Od początku swoich kłopotów małżeńskich Anna Ibisz-Nowak nie znika ze stron tabloidów. Jeszcze niedawno poniżała się publicznie ogłaszając: Moje uczucia do Krzysia się nie zmieniły! Kocham go. Zobacz: "Ibisz liczy na szybki rozwód". Poproszona przez tabloid o wypowiedź, zawsze chętnie odpowiada. Jedno się zmieniło - nie chce już mówić słowa o Ibiszu.
Jego głośny romans z młodszą od niej o dwadzieścia lat Pauliną był chyba zbyt wielkim poniżeniem. Ucieszyło ją może tylko to, że skończył się dramatycznym apelem ojca dziewczyny (przypomnijmy: "Ibisz, ZOSTAW MOJĄ CÓRKĘ!").
Ponieważ Krzysztof wyprowadził się już z domu, Anna została sama z synkiem Vincentem i bez pracy, gdyż jej kontrakt z producentami niemieckego serialu Lindestrasse wygasł w grudniu.
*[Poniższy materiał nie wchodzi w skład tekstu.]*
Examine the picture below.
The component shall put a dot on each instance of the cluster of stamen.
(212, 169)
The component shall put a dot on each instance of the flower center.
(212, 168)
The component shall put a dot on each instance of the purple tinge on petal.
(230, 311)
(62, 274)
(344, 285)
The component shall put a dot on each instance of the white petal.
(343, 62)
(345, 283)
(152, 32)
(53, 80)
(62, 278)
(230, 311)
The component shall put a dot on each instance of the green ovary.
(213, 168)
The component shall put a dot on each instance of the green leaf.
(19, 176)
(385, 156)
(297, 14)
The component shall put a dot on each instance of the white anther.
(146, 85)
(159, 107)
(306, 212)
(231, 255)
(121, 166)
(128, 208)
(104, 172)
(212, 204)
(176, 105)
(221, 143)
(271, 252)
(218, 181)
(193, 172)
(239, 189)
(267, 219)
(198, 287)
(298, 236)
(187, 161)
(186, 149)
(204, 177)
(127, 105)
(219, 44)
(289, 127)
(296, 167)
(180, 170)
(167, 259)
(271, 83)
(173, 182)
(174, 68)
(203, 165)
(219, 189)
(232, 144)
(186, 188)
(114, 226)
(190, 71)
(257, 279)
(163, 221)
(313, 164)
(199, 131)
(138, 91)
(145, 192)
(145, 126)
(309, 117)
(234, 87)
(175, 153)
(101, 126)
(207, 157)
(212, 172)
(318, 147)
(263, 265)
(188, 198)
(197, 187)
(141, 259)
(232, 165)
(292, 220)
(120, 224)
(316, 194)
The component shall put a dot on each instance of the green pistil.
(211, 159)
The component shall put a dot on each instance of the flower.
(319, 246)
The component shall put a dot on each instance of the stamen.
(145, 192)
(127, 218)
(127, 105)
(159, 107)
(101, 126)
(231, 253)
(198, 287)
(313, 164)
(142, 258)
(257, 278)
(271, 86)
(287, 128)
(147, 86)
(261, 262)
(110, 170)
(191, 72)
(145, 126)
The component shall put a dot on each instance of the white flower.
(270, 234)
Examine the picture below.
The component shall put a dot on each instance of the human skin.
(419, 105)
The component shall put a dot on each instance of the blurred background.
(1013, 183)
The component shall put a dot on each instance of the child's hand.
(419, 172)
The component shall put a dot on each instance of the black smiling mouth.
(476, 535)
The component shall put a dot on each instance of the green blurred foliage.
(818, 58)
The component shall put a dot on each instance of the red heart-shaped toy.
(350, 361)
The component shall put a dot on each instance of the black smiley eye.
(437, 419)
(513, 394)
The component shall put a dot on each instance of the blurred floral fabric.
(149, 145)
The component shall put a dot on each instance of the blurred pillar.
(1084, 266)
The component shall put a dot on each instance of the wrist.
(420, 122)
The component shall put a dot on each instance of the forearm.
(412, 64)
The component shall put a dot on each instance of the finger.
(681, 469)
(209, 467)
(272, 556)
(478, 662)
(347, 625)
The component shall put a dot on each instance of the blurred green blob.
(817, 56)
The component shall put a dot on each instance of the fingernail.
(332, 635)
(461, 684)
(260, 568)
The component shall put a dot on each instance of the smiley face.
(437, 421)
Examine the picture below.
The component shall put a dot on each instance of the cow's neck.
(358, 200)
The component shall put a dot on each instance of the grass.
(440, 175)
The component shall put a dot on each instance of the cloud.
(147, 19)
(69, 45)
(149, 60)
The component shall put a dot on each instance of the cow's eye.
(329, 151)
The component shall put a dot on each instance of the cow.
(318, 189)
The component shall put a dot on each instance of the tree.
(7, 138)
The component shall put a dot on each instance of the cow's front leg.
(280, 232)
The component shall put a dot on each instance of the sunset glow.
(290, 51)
Moja decyzja była przemyślana i wcale nie bałam się jej podjąć - mówi Faktowi o rezygnacji z pracy. Teraz chodzę na castingi i jestem dobrej myśli. W Polsce się teraz dużo kręci, więc wierzę, że wkrótce gdzieś zagram. Życie nie kończy się ani po czterdziestce ani po pięćdziesiątce, a ja jestem optymistką. Przecież w wielkim hicie "Gotowe na wszystko" nie grają dwudziestolatki. Na pewno nie chwycę dziesięciu srok za ogon - mówi zupełnie tak, jakby już mogła przebierać w propozycjach. Chcę tak to poukładać, żeby mieć czas dla syna. W końcu po to mam dziecko, żeby być z nim blisko, szczególnie, że tak długo na to czekałam. Odchowałam wspaniałego faceta. To teraz jedyny mężczyzna, któremu ufam i dla którego jestem w stanie zrobić wszystko.